Même si Briana aime ce qu’elle fait, même si grâce à son travail en tant que manœuvre, elle parvient à prendre en charge les frais de scolarité de ses jeunes sœurs, la jeune fille rencontre des difficultés. L’une d’elle concerne sa situation amoureuse. Certains prétendants la fuient lorsqu’ils se rendent compte qu’en plus d’être étudiante, elle est aussi maçonne. « J’ai croisé deux personnes. Après avoir su ce que je faisais, ils ne m’ont plus appelée jusqu’aujourd’hui. Il n’y a pas longtemps, j’ai croisé un monsieur qui m’a demandé le travail que je fais, qui fait que je suis toujours fatiguée et qui prend tout mon temps. Je n’ai pas voulu lui dire, mais il a tellement insisté que j’ai craché le morceau. Il est resté silencieux. Il n’a plus rien dit. Il est parti. Il n’est plus venu. Il ne m’appelé pas non plus. Je ne sais si mon travail leur fait peur. Je ne comprends pas », nous dit Briana en ricanant. Elle n’en fait pas une priorité.
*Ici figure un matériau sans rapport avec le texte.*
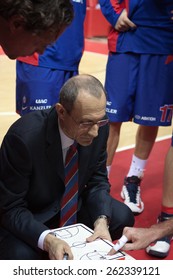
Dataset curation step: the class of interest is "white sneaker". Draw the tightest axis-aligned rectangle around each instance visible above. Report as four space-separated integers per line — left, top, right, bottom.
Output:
121 176 144 214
“Sur les chantiers on me néglige souvent avant de me voir à l’oeuvre” Briana

Après une dure journée de voyage et de travail, Briana doit rentrer. Sa condition d’étudiante lui revient en pleine face. Demain mercredi 3 mars 2021, la jeune fille doit composer un devoir. Mais avant, il faut reprendre la route de Ouagadougou. Il est 17h. Aucun véhicule ne quitte Soaw à cette heure. Si nous voulons rentrer, nous devrons rouler. Plus de 100 km à moto. Ce n’est pas du tout confortable mais il faut le faire. Nous quittons le chantier à 17 heures 30. Deux heures de route. En cours de route, le téléphone de Briana sonne. C’est sa petite sœur. Après quelques mots échangés dans sa langue maternelle, elle nous dit que sa sœur est malade et a besoin d’argent pour aller à l’hôpital. Briana n’a pas le choix. Elle doit délier le cordon de la bourse une fois arrivée à Ouagadougou. A 19 heures 30, nous sommes de retour dans la capitale. L’embouteillage impose la concentration. On arrête de causer.
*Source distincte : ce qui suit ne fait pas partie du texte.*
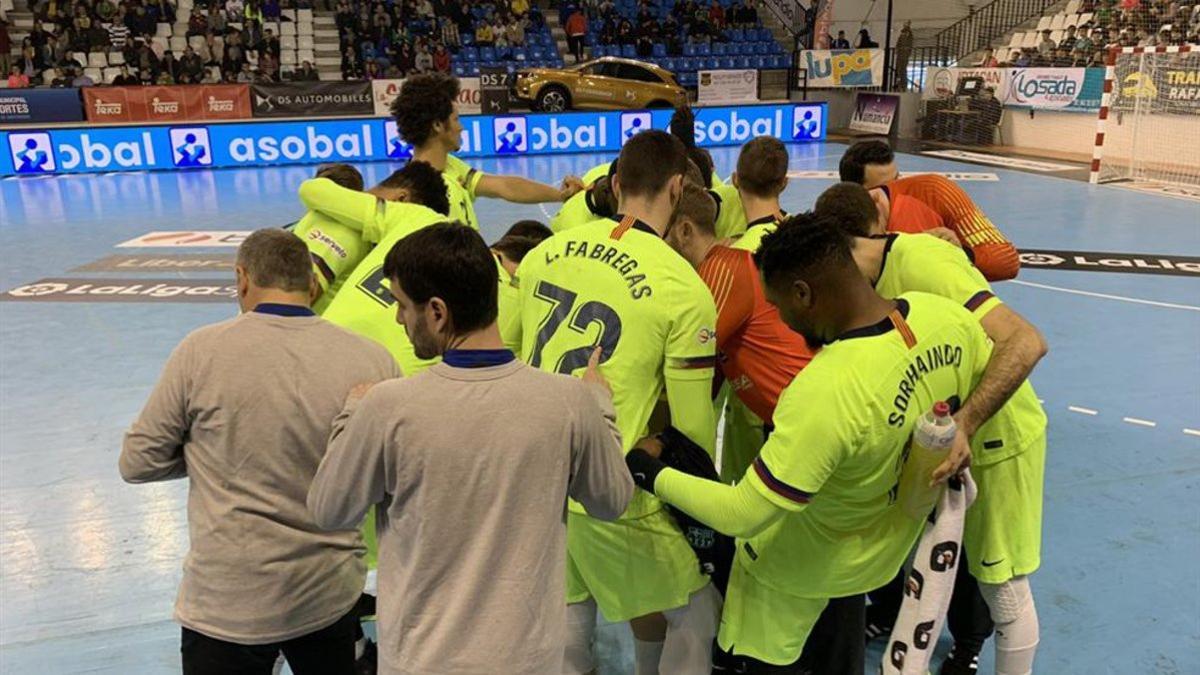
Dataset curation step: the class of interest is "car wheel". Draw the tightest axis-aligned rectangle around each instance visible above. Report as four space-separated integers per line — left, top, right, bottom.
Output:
538 86 571 113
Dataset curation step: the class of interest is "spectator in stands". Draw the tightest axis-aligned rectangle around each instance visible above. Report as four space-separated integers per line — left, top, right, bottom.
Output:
158 49 180 84
292 60 320 82
113 64 138 86
566 11 590 64
50 68 74 89
1058 25 1076 52
433 43 450 73
342 47 362 79
1038 30 1058 59
475 19 494 47
71 68 96 88
179 47 204 82
413 42 433 73
8 64 29 89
Cette journée a été laborieuse pour la maçonne. Elle espérait avoir 4000 francs CFA comme salaire de la journée. Son transport pour aller au chantier a été pris en charge par notre rédaction. Malheureusement, Briana ne recevra pas de salaire aujourd’hui.  Le temps passé sur la route a progressivement consumé ce qu’elle devrait percevoir.

Un exemple pour les autres étudiantes

Il est 20 heures, lorsque les phares de notre moto se coupent en plein milieu de la cité universitaire de Kossodo. Certains étudiants reviennent du restaurant universitaire. Notre étudiante maçonne ne semble pas inquiète pour manger. « Je vais manger des frites », lance-t-elle. Nous nous quittons avec le sourire dans l’espoir de se revoir le lendemain après son devoir.
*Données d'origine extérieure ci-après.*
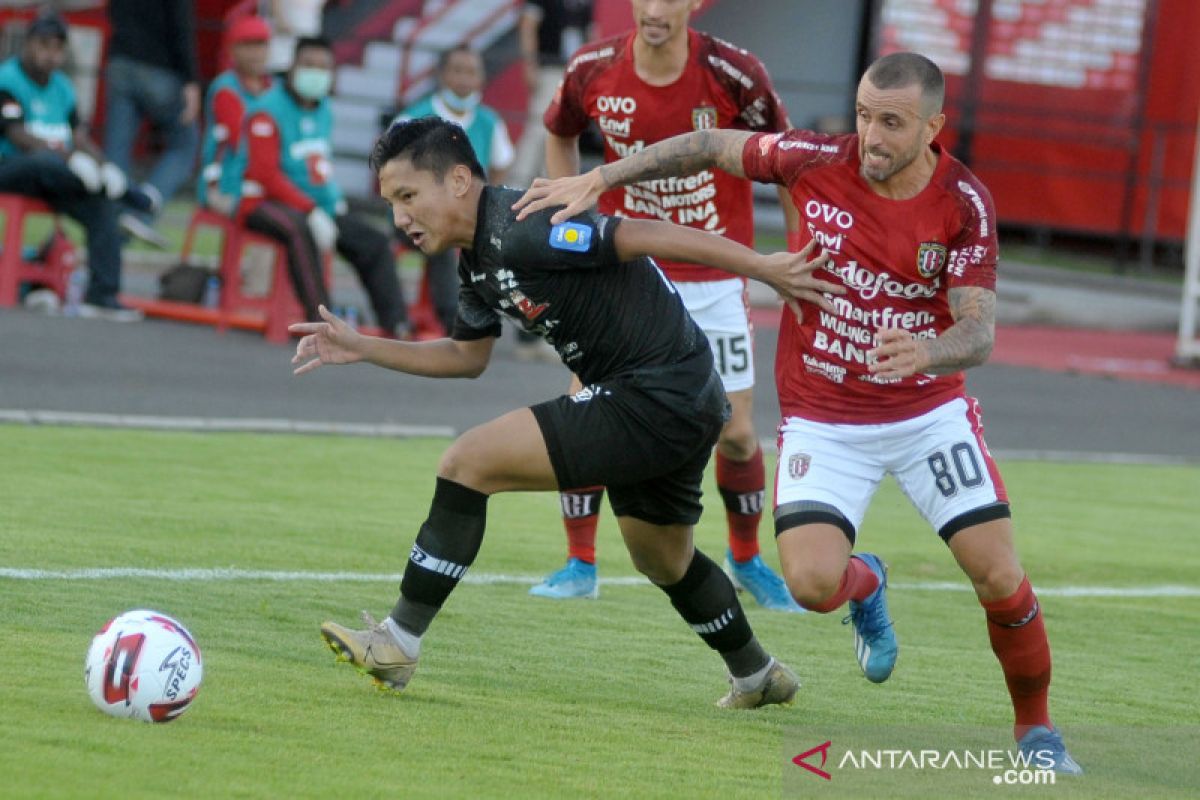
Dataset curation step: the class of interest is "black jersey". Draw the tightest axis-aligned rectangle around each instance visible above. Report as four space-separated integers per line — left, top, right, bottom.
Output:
452 187 713 385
Le mercredi 3 mars 2021, nous sommes de retour dans la cité universitaire de Kossodo. Briana est assise sous un arbre avec des amis avec son sourire habituel. Nous échangeons avec certains d’entre eux. Ils parlent tous positivement d’elle.

Loin de la cité de Kossodo, Briana force l’admiration. L’ancienne directrice du CENOU le Dr Rasmata Bakiono/Nabaloum, rencontrée à l’université ne tari pas d’éloges à l’égard de la jeune fille. Pour madame Doulgou, il n’y a pas de doute, Briana aura un bel avenir. Elle espère que la jeune pourra bénéficier d’accompagnement et lance un message aux jeunes étudiantes en générale.

Briana a accepté sa condition de chef de famille bien qu’étant femme et cadette. Dans cette condition, elle ne peut pas se permettre de trier les boulots. S’il faut être manœuvre afin de permettre à ses sœurs de pouvoir aller à l’école et s’il faut aller travailler dans les campagnes, loin de Ouagadougou afin qu’une mère maladive, à plus de deux cent kilomètre de Ouagadougou puissent manger à sa faim, pour Briana, c’est noble. Et elle ne compte pas s’arrêter.